Überwachung und Versorgung von Dysplasien bei chronisch entzündlichen Darmerkrankungen

Überwachung und Versorgung von Dysplasien bei chronisch entzündlichen Darmerkrankungen

Martin Götz, Tübingen

Gastroenterology 2015, 148:639-651

SCENIC International Consensus Statement on Surveillance and Management of Dysplasia in Inflammatory Bowel Disease
Loren Laine, Tonya Kaltenbach, Alan Barkun, Kenneth R. McQuaid, Venkataraman Subramanian (6) and Roy Soetikno, for the SCENIC Guideline Development Panel

Summary of Recommendations for Surveillance and Management of Dysplasia in Patients With Inflammatory Bowel Disease

Detection of dysplasia on surveillance colonoscopy

  1. When performing surveillance with white-light colonoscopy, high definition is recommended rather than standard definition (strong recommendation, low-quality evidence).
  2. When performing surveillance with standard-definition colonoscopy, chromoendoscopy is recommended rather than white-light colonoscopy (strong recommendation, moderate-quality evidence).
  3. When performing surveillance with high-definition colonoscopy, chromoendoscopy is suggested rather than white-light colonoscopy (conditional recommendation, low-quality evidence).
  4. When performing surveillance with standard-definition colonoscopy, narrow-band imaging is not suggested in place of white-light colonoscopy (conditional recommendation, low-quality evidence).
  5. When performing surveillance with high-definition colonoscopy, narrow-band imaging is not suggested in place of white-light colonoscopy (conditional recommendation, moderate-quality evidence).
  6. When performing surveillance with image-enhanced high-definition colonoscopy, narrow-band imaging is not suggested in place of chromoendoscopy (conditional recommendation, moderate-quality evidence).

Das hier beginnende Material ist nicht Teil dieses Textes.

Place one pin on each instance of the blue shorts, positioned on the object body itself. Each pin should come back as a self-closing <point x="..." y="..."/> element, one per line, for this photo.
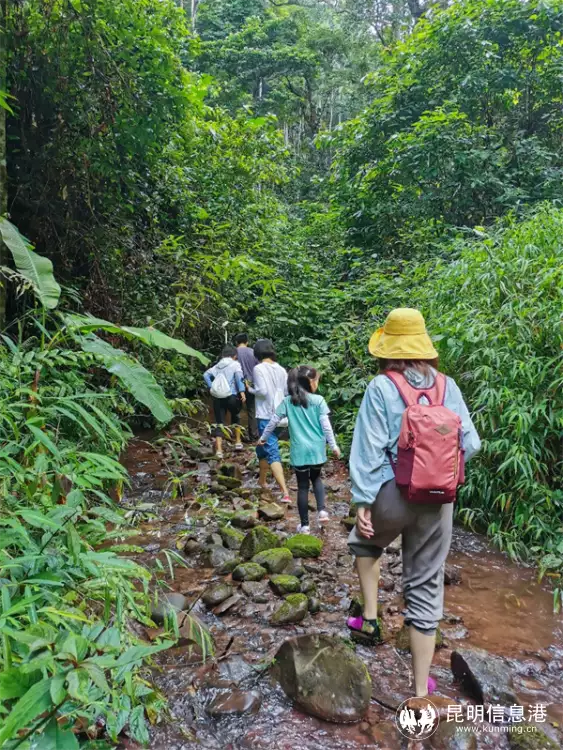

Management of dysplasia discovered on surveillance colonoscopy

  1. After complete removal of endoscopically resectable polypoid dysplastic lesions, surveillance colonoscopy is recommended rather than colectomy (strong recommendation, very low-quality evidence).
  2. After complete removal of endoscopically resectable nonpolypoid dysplastic lesions, surveillance colonoscopy is suggested rather than colectomy (conditional recommendation, very low-quality evidence).
  3. For patients with endoscopically invisible dysplasia (confirmed by a GI pathologist) referral is suggested to an endoscopist with expertise in IBD surveillance using chromoendoscopy with high-definition colonoscopy (conditional recommendation, very low-quality evidence).

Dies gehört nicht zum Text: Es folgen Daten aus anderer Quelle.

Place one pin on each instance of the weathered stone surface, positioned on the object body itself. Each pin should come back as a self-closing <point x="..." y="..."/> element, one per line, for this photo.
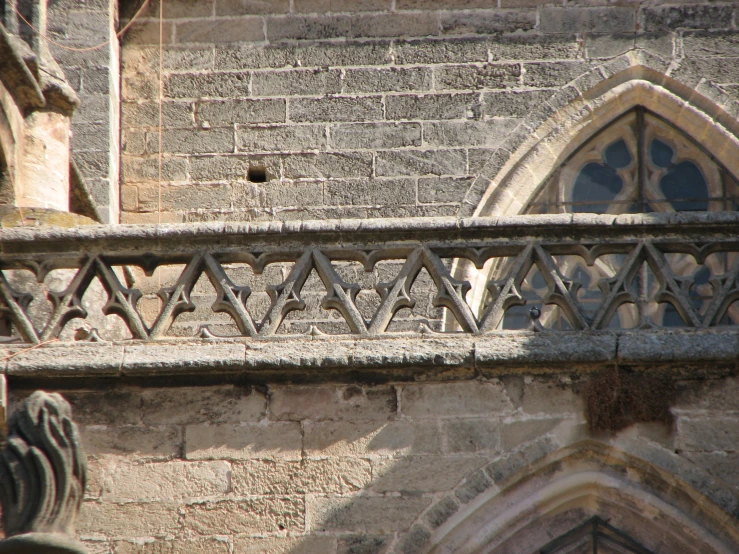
<point x="375" y="135"/>
<point x="514" y="433"/>
<point x="336" y="108"/>
<point x="296" y="82"/>
<point x="441" y="512"/>
<point x="232" y="404"/>
<point x="198" y="546"/>
<point x="165" y="481"/>
<point x="431" y="106"/>
<point x="474" y="485"/>
<point x="295" y="545"/>
<point x="454" y="399"/>
<point x="243" y="442"/>
<point x="371" y="439"/>
<point x="543" y="349"/>
<point x="471" y="435"/>
<point x="281" y="138"/>
<point x="347" y="403"/>
<point x="669" y="347"/>
<point x="249" y="516"/>
<point x="241" y="111"/>
<point x="364" y="514"/>
<point x="147" y="519"/>
<point x="716" y="395"/>
<point x="708" y="433"/>
<point x="192" y="357"/>
<point x="136" y="442"/>
<point x="332" y="476"/>
<point x="421" y="473"/>
<point x="421" y="162"/>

Was Sie hierzu wissen müssen

Patienten mit chronisch entzündlicher Darmerkrankung (CED) haben ein erhöhtes Risiko für die Entwicklung kolorektaler Karzinome und entsprechender Vorstufen. Dies betrifft sowohl Patienten mit Colitis ulcerosa (CU) als auch Patienten mit M. Crohn (MC). Die hier vorgestellten SCENIC- (Surveillance for Colorectal Endoscopic Neoplasia Detection and Management in Inflammatory Bowel Disease Patients:International Consensus Recommendations) Leitlinien zur Überwachung der Patienten mit CED sind zeitgleich in Gastroenterology und Gastrointestinal Endoscopy erschienen und wurden von den amerikanischen Fachgesellschaften American Society for Gastrointestinal Endoscopy und American Gastroenterological Association, aber auch von der Asian Pacific Association of Gastroenterology, British Society of Gastroenterology, Canadian Association of Gastroenterology, European Society of Gastrointestinal Endoscopy und der Japan Gastroenterological Endoscopy Society verabschiedet. Sie zeigen große Übereinstimmung mit der Europäischen Leitlinie der ECCO (1).

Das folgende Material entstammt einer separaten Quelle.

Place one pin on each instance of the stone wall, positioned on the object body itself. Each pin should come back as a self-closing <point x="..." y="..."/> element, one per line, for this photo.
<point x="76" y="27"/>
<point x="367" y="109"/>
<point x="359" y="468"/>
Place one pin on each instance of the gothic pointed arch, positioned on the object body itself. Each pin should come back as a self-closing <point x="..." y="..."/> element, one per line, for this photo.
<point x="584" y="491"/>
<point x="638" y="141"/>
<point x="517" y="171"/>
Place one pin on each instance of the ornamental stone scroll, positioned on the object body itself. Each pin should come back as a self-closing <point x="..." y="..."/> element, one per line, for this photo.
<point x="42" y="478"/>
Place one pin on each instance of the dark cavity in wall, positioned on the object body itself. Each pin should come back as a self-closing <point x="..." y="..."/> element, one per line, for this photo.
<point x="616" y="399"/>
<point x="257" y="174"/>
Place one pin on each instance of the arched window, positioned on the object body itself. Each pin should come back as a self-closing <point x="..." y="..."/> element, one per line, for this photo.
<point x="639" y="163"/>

Die Inzidenz intraepithelialer Neoplasien (IN) bei CED-Patienten ist insgesamt wahrscheinlich etwas niedriger als in ersten Studien angenommen, aber gegenüber der nichtbetroffenen Population weiter erhöht. Hauptproblem ist das oftmals flache Wachstum in (post-)entzündlich veränderter Schleimhaut, das die Detektion erschwert. Auch Patienten mit Colitis Crohn, die über den Ileozoekal-Befall hinausgeht, haben ein statistisch erhöhtes Risiko und sollten analog zu den CU-Patienten überwacht werden.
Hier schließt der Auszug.